Marjorie Neff, a former PFT member and Masterman principal. said she found the decision personally painful.
"But schools cannot go through another year the way they went through last year financially," Neff said. "They're at the breaking point."
State law prevents the PFT from striking. It is the only union in Pennsylvania without that option. (Teachers technically could strike, but the law gives the state education department the right to pull their teaching licenses if they do so.)
This is a developing story. Please check back for more details.
At a glance
The School Reform Commission voted Monday morning to cancel the Philadelphia Federation of Teachers contract, a move that is likely to result in legal challenges.

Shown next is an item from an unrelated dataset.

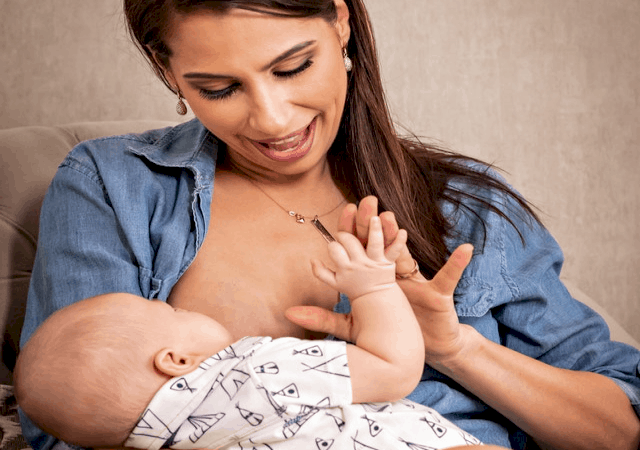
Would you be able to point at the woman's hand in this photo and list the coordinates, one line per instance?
(432, 300)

The district believes it has the power under the state takeover law to do so, but is also going to affirm its action. The state Department of Education will be a co-plaintiff in the legal proceedings in Commonwealth Court.
The SRC will not cut teachers' wages. Salaries will remain the same. But it is planning a major benefits overhaul for the 15,000 teachers, counselors, nurses, secretaries and other workers who belong to the PFT.
The district is phasing out the PFT's Health and Welfare Fund, which now has a balance of about $40 million. It will continue contributing to the fund through December 15, then cut off contributions. By the end of the year, all district employees will be covered under a district-managed health plan.
The district will discontinue the PFT's practice of subsidizing for retirees' vision, dental and prescription benefits.
The district says the move will save $54 million this school year and up to $70 million in subsequent years, money that will go directly into schools. Principals will be permitted to use the money as they see fit.
-All employees represented by the PFT who opt for Philadelphia School District medical coverage will begin contributing to the cost of their health care benefits. Those who earn less than $25,000 a year will contribute 5 percent of their medical plan premiums; those who are paid between $25,000 and $50,000 per year will contribute 10 percent of the premiums; and those who earn over $55,000 will contribute 13 percent of the premiums. Officials said that would add up to a payroll deducation of between $20 and $71 per month.
-All district employees represented by the PFT will be offered a modified medical plan with an option to pay extra for their current plan.
-PFT members who enroll a spouse or domestic partner in a district medical plan when that person has a plan available to them will pay $70 per paycheck.
-PFT members will no longer receive "opt out" payments from the district if they decline coverage.